People were impressed with the breadth and importance of the collection as well.  And most appreciated getting to the mountain top site via the ever available tram.  Also, the fact the museum was always free was a plus according to museum patrons.  The museum is supported by a $6.9 billion dollar endowment which allows admission to always be free to all who enter. And the museum’s collection is so extensive most visitors agreed that you should allocate a full day for a visit. Most recommend taking a tour with one of the very knowledgeable docents who are a treasure to this institution.

One of the first things you may notice and like when you visit is how the Getty allows natural light into its galleries so you can see the paintings (and sculptures) in the same kind of light in which many were created, pre-electric, natural light. This helps eliminate the fatigue of being in darkened rooms (typical of most museums) with artificial light. 

Most visitors mentioned enjoying the art by Vincent Van Gogh, Rembrandt, Pierre August Renoir, and were also impressed by the ever changing rotation of special exhibitions.  It reminds me of that famous saying, “If you’re bored here, it’s your own fault. 

There are also special education and performance nights.

Where should I eat when I visit Getty Center?

Since the Getty Center is situated in the hills above L.A. on an isolated campus and a tram ride away, these onsite eating options are always best if you’re hungry:

These include Restaurant at Getty Center, Tasting on the Terrace, Garden Terrace Cafe and various coffee carts.  

Restaurant at Getty Center features fancier dining  ($20-50 dollar range per person) and seating with views of the Santa Monica Mountains.

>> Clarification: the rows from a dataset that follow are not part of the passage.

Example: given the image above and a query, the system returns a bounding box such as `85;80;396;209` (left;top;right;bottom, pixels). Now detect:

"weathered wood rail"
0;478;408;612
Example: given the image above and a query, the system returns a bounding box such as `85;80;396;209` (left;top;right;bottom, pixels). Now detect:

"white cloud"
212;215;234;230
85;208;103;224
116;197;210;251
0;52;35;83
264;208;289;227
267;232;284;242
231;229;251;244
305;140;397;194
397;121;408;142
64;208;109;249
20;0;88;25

The menu includes wild salmon, stone fruit flatbread, seared scallops, Mary’s Chicken Breast, prime filet, and double chocolate mousse. 

The Garden Terrace has more of the cafe style options and is less expensive with sandwiches and snacks overlooking  the Central Garden.

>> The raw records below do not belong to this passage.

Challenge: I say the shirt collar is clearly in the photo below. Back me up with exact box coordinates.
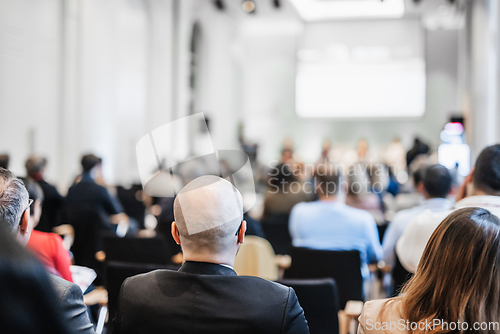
[455,195,500,209]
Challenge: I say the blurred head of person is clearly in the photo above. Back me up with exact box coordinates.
[468,144,500,196]
[422,164,453,198]
[347,164,371,199]
[22,177,44,228]
[281,147,293,164]
[171,175,246,266]
[0,168,33,246]
[25,155,47,181]
[81,154,102,174]
[390,207,500,333]
[0,216,71,334]
[314,164,342,201]
[356,138,368,160]
[0,154,10,169]
[268,164,297,192]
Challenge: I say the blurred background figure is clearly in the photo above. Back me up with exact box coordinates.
[345,163,385,225]
[25,155,64,232]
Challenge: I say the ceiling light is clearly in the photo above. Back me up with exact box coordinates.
[289,0,405,21]
[241,0,255,13]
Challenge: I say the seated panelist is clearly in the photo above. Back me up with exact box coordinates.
[114,176,309,334]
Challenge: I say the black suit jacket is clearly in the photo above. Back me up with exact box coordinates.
[50,275,95,334]
[35,180,64,232]
[114,262,309,334]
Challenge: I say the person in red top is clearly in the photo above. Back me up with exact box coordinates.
[23,178,73,282]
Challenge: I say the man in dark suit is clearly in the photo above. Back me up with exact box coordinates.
[25,155,64,232]
[0,168,94,334]
[115,176,309,334]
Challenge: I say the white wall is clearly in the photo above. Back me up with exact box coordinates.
[0,0,458,190]
[236,22,459,163]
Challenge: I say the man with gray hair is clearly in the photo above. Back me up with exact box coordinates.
[0,168,94,334]
[115,176,309,334]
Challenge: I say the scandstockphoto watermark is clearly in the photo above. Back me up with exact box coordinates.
[365,319,500,331]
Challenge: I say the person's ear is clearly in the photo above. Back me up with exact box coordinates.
[417,181,427,195]
[238,220,247,244]
[171,222,181,245]
[33,199,42,218]
[18,208,31,245]
[465,166,476,184]
[456,166,476,202]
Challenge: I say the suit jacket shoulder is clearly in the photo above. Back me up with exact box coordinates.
[358,299,407,334]
[50,275,95,334]
[115,270,309,334]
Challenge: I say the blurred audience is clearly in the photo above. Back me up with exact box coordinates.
[382,165,453,267]
[0,154,10,169]
[0,168,94,334]
[290,166,382,278]
[406,137,429,166]
[358,207,500,334]
[0,220,74,334]
[345,163,385,225]
[262,164,310,220]
[396,144,500,273]
[66,154,128,228]
[23,178,73,282]
[25,155,64,232]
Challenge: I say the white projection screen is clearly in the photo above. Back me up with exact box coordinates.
[295,19,425,119]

Tasting on the Terrace allows you to enjoy artisanal wine and sunset views from their outdoor terrace. It includes wine tasting options from Santa Barbara, Paso Robles and other locales along with specially selected finger foods to go with each wine experience. 

What other attractions can I visit near Getty Center?

Getty Center is nestled in the mountains near Beverly Hills and Bel Air off the 405 between the 10 and 101 freeways.  This makes it accessible to attractions in the Valley portion of L.A. and the L.A. metro area. 

If you wish to head towards the Valley area up the hill from the Getty, be sure to visit Skirball Cultural Center with its ever changing exhibitions on art and culture.  Previous exhibition have included special displays on Janis Joplin, Andy Warhol, Ruth Bader Ginsberg, and fashion pioneers. If you like shopping and low brow culture, be sure to visit the world famous Galleria in Sherman Oaks, home of the “gag me with a spoon” Valley Girl. Or if you want a nearby Valley retreat in  nature, check out the Lake Balboa area which includes a Japanese Garden and nature preserve.

Rodeo Drive Store, Photo by Ariel Penn

You also have the option of heading the opposite direction towards Beverly Hills and the L.A. Metro area. If so, a visit to Getty Center can set you up nicely to take a tour of Rodeo Drive in nearby Beverly Hills. Whether you can afford to shop or just window shop, you’ll appreciate seeing the offerings of such luxury retailers as Prada, Gucci, Armani. And you can try one of Rodeo Drive’s distinctive restaurants such as Maude by celebrity chef Curtis Stone. In the mood for Italian, try Piccolo Paradiso. And if you’re simply in the mood for a signature cocktail, check out Honor Bar.